06/02/2017
Kadın Cinayetlerini Durduracağız Platformu’nun 2017’nin ilk ayı için verdiği rapor yine ürkütücü!
38 kadını yitirdiğimiz Ocak ayında, serinkanlılıkla baktığımızda gördüklerimiz, aslında her şeyi çok net biçimde sergiliyor, özetliyor.
Ortadaki bu sonuç, kadına yönelik şiddetin hız kesmediği, böyle giderse de kesmeyeceği yönünde. Hiç kuşku yok ki kadın düşmanı söylemlerin, şiddeti üreten, saldırganlığı meşru kılan cümlelere abanması, bugün bu sonucu yaratan en büyük etkenlerden.

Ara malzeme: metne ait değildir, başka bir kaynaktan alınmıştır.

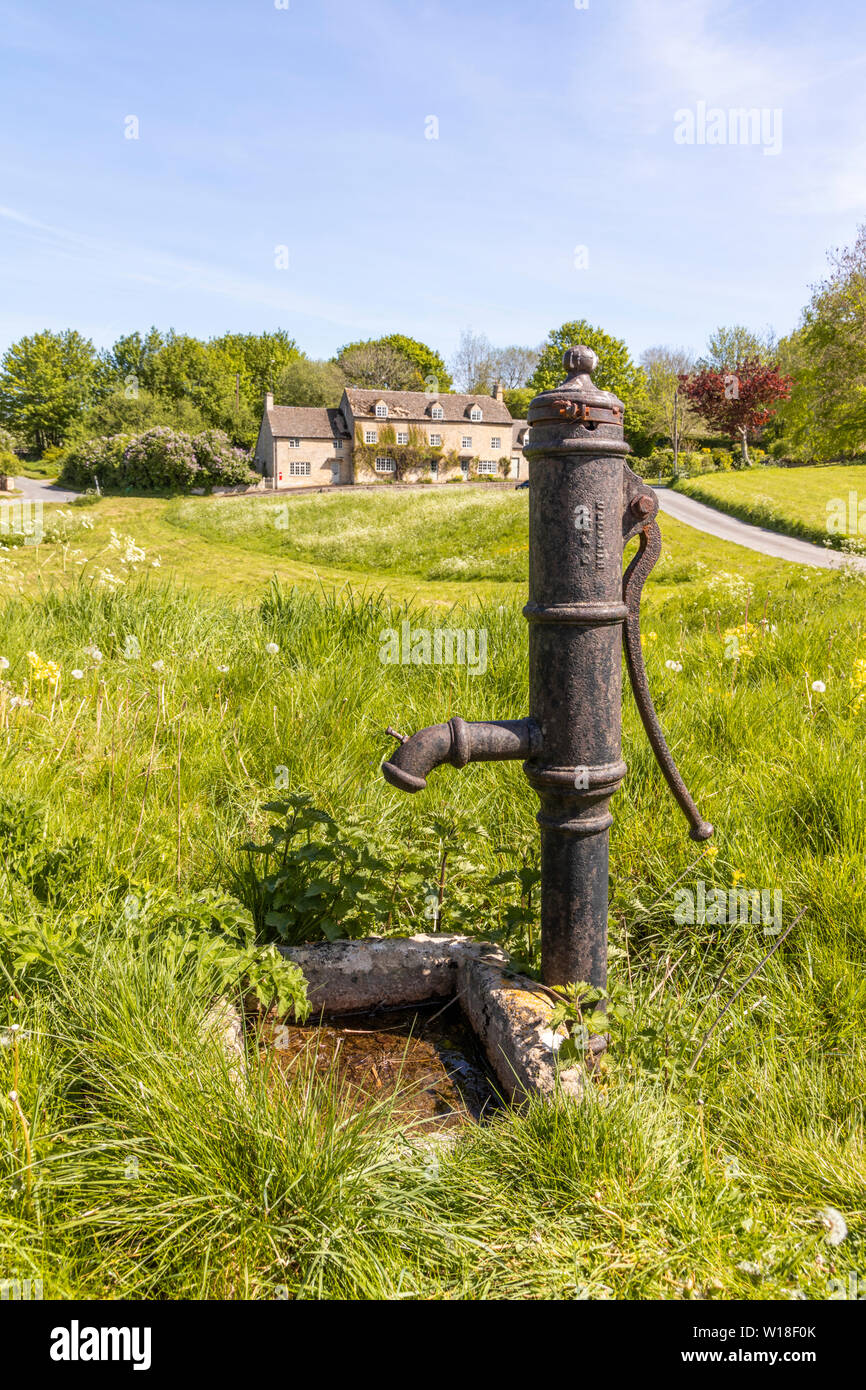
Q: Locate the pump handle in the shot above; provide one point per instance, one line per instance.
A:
(634, 578)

Özetle, defalarca yazdığım ve ima etmeye çabaladığım gibi kadınlarını sevmeyen bir ülke Türkiye. Sevgili Leyla Erbil’in dile getirdiği gibi ‘deli bir ülke ama deliliği güzelleştirici değil’. Ne yazık ki, bu delilikte bir hoşluk, esneklik ve coşku yok; olsa olsa katılık, öfke, yok sayma ve elbette şiddet var.
Bu arada Aile ve Sosyal Politikalar Bakanlığı’nın genel olarak neler yaptığını yeniden hatırlamak isteyenler için Kadın Cinayetlerini Durduracağız Platformu’nun sözlerini takip ediyorum:
‘Bizler kadınlar boşanmak istediği için öldürülüyor derken, Aile ve Sosyal Politikalar Bakanlığı bazı aile danışma merkezlerine başvuran ailelerin boşanabilmelerini sorun olarak gördü. Sokak aralarında diye nitelendirdikleri bu merkezler için hemen işlem başlattı. 7 bin 500 kadar evli çiftin kendilerine başvurmasından, bunlardan %38’ini boşanmaktan vazgeçirdiklerinden gururla bahsetti. Kadınların boşanmak istediği için öldürüldüğünü görseydiniz, boşanabilen %62’lik kısımdan gururla bahsetseydiniz, bu ay kadın cinayetlerini bir kez daha arttığına şahit olmazdık, 38’li rakamları görmezdik.’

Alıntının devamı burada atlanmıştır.